Friday, August 17, 2007

Selection bias

Years ago I was surprised to learn that a majority of philosophers were atheists. This of course made me feel good about my own atheism, but I never found out if a majority of philosophers of religion were atheists. I don't know, but I'd guess that a majority are religious (probably Christian).

If this is true, should this make me feel worse about my atheism? Maybe I should, they are they relevant experts after all, but I can think of ways to squirm out of that, mostly because of selection bias in the group. A religious philosopher could be excused for thinking this is a lame response, she can just say, "Here are the six million papers showing why I'm right, have you read any of them?" I haven't but I still don't change my mind, I think they're biased by their prior commitment to their religion.

Tyler Cowen disagrees with the relevant experts about the likelihood of being able to upload our brains to computer. If they chose to study that they probably already had pretty strong views on that before they became experts, making bias a serious problem. But is it less of a problem to simply go with of common sense intuitions? Isn't that pretty much asserting that there's no point in even studying the problem in the first place.

I can see both sides of the argument. I'm torn, how can I side with the uploads, but against the philosophers? I think I should "choose" to revise my estimate of uploading down and my estimate of the likelihood of God up. But practically, it is very difficult to change what you actually believe even if you think you should. My brain thinks the odds of us being a computer simulation are quite good, but I don't really believe it in my heart.

1 comment:

Anonymous said...

I would imagine that Philosophers of Religion (if they are more religious) are more biased than general philosophers. After all philsophy is a neutral term. You don't start with any premises about religion.

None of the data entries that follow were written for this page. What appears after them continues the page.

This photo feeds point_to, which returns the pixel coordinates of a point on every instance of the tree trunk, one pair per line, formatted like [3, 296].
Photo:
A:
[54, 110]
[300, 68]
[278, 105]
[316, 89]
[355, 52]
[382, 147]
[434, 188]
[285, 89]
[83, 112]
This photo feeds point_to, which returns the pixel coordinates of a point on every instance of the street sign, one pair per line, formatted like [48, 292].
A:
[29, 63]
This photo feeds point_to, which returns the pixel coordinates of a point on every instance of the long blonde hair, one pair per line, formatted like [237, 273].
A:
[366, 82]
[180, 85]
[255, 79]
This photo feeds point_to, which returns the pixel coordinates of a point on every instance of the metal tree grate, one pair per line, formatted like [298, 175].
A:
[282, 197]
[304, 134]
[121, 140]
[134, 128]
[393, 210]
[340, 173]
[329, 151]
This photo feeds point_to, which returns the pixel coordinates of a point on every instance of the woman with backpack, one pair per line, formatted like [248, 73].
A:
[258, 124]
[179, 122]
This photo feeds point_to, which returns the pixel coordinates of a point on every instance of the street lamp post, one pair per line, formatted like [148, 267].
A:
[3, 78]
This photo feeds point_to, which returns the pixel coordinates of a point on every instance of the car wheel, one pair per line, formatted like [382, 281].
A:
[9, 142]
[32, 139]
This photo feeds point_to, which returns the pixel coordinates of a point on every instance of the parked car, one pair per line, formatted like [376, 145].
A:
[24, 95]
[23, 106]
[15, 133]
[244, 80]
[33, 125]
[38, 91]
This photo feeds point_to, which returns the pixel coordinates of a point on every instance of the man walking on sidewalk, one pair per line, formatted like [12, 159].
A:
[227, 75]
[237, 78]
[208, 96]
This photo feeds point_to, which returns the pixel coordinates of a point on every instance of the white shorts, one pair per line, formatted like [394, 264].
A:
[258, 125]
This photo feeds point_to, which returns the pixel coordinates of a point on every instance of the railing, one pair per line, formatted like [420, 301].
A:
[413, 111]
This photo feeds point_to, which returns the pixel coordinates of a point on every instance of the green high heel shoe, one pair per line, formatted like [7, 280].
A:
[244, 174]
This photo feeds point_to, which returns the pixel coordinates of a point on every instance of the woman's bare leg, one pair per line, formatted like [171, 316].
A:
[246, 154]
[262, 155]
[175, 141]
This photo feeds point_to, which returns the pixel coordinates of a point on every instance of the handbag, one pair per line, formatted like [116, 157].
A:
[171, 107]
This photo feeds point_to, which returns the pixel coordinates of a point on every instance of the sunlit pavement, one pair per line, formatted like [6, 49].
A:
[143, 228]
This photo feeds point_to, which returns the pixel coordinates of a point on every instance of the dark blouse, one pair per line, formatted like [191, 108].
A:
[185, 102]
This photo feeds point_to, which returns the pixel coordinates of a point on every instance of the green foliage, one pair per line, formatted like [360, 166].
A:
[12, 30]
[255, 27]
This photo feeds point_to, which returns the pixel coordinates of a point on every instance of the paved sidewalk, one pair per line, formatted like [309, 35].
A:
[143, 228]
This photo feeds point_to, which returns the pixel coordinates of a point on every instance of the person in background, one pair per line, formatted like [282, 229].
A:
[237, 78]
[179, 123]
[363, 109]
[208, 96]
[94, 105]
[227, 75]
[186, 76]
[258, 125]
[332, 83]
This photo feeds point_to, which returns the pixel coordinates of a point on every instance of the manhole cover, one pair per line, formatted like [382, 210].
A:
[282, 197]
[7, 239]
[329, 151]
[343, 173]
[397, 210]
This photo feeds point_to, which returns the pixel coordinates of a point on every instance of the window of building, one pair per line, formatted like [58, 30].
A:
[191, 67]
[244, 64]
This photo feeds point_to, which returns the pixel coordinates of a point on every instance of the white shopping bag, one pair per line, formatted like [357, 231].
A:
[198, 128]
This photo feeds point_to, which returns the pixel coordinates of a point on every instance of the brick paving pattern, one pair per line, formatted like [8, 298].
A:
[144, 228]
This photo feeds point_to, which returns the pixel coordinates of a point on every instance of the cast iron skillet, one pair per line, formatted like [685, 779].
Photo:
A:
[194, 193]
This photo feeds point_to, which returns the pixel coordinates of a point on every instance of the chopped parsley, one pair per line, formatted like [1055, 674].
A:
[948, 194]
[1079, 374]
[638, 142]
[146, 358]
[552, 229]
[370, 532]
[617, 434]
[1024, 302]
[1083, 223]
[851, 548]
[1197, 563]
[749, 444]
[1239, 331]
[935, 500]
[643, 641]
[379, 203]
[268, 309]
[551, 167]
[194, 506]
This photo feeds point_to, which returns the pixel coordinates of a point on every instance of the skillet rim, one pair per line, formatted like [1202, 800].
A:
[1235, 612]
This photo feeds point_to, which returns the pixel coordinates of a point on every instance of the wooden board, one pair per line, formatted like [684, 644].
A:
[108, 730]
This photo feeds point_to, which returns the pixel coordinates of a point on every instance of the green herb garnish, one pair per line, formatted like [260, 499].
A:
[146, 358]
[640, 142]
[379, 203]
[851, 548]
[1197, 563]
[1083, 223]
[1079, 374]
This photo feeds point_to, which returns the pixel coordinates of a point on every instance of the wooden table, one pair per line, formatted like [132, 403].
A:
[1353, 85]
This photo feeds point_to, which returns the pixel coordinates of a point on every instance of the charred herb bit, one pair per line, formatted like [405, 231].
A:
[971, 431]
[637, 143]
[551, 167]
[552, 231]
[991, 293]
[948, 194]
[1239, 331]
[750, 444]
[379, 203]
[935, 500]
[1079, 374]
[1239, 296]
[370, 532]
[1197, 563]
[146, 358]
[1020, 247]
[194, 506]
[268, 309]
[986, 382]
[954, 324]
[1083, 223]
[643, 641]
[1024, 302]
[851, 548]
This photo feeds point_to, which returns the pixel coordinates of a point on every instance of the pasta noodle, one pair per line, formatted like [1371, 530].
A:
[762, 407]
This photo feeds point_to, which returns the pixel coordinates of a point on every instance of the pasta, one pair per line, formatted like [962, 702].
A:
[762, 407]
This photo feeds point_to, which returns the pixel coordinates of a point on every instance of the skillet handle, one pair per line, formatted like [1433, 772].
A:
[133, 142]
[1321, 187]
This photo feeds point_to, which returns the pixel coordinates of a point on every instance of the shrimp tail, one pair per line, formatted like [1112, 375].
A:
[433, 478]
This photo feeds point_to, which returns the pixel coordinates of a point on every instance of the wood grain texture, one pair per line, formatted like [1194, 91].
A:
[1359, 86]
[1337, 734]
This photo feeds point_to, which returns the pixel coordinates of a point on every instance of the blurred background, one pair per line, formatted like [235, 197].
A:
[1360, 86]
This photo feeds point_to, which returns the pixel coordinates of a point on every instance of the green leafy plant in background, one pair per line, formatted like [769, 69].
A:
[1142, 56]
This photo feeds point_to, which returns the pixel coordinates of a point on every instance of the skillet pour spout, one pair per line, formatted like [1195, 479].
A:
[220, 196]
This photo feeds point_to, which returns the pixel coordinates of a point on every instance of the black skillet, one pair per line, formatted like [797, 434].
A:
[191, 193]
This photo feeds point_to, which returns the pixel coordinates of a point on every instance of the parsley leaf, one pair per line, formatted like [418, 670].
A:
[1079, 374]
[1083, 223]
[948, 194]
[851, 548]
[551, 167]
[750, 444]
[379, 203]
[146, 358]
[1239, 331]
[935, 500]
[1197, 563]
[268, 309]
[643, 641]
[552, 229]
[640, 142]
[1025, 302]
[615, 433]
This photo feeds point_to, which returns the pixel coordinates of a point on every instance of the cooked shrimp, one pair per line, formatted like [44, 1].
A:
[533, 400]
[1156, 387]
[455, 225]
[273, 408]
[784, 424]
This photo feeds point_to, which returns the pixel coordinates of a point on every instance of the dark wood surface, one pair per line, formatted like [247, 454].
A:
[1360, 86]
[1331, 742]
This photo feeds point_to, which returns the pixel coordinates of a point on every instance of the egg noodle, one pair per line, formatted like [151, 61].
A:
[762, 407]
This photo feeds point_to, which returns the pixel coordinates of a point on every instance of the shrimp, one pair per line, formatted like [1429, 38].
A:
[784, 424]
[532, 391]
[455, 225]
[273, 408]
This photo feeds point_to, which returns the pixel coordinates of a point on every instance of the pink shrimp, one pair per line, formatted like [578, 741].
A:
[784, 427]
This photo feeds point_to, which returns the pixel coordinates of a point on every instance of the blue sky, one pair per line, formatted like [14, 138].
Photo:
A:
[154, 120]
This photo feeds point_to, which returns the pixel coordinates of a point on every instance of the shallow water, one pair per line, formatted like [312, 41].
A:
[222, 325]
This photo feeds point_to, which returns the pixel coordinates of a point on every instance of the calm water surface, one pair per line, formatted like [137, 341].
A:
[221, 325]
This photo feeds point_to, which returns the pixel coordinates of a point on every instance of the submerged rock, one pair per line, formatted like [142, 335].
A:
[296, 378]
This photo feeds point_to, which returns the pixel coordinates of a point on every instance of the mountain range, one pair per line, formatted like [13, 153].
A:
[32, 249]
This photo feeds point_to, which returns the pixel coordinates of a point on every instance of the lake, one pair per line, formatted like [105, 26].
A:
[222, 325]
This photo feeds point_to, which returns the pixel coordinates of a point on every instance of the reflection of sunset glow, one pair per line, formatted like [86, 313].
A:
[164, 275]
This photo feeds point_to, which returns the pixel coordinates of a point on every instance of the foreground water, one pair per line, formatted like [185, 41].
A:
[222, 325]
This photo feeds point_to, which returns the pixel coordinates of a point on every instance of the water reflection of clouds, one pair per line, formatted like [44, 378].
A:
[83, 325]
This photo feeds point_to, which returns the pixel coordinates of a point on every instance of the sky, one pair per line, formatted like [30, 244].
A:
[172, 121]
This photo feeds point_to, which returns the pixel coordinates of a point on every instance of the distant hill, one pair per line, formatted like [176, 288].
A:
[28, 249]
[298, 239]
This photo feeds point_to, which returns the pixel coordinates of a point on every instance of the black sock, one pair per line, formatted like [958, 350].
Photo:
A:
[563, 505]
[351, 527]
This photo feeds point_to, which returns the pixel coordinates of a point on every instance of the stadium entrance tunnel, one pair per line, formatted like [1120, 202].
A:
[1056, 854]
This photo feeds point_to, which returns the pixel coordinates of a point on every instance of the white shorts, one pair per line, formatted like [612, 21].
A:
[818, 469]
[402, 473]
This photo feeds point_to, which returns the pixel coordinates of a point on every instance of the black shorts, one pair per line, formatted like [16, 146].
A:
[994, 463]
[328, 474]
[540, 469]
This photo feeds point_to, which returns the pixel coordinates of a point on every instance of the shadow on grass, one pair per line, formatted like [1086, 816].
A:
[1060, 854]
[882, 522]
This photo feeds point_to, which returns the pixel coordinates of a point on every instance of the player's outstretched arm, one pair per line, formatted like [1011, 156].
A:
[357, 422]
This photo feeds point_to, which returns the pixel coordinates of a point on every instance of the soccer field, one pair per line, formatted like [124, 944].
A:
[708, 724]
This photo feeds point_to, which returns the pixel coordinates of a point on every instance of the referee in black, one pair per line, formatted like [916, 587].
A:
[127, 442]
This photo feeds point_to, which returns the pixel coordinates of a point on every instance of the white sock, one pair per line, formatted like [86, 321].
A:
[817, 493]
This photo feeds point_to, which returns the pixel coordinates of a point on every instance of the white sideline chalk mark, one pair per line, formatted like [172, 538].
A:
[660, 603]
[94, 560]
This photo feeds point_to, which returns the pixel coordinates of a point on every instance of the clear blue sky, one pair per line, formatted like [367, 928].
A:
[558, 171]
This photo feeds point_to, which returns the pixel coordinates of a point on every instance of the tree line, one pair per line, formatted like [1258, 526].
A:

There are many religious people who have pursued careers in science and have stayed in science. But there are probably even more scientists who are atheists. Does that mean atheists are more likely to become scientists, or that scientists are biased, or that thinking in a scientific way is likely to make you question the fundamental premises of religion?

But I think it is probably difficult to stay neutral in one's own particular area of research/work because of course one hopes it will work.

What's the answer? Don't be impressed because some smart group of people believe the same as you do. (I know I am!) Just do your best to find the truth and adjust beliefs as new convincing evidence/arguments come to light.

It's really the process of truth-seeking that matters I think.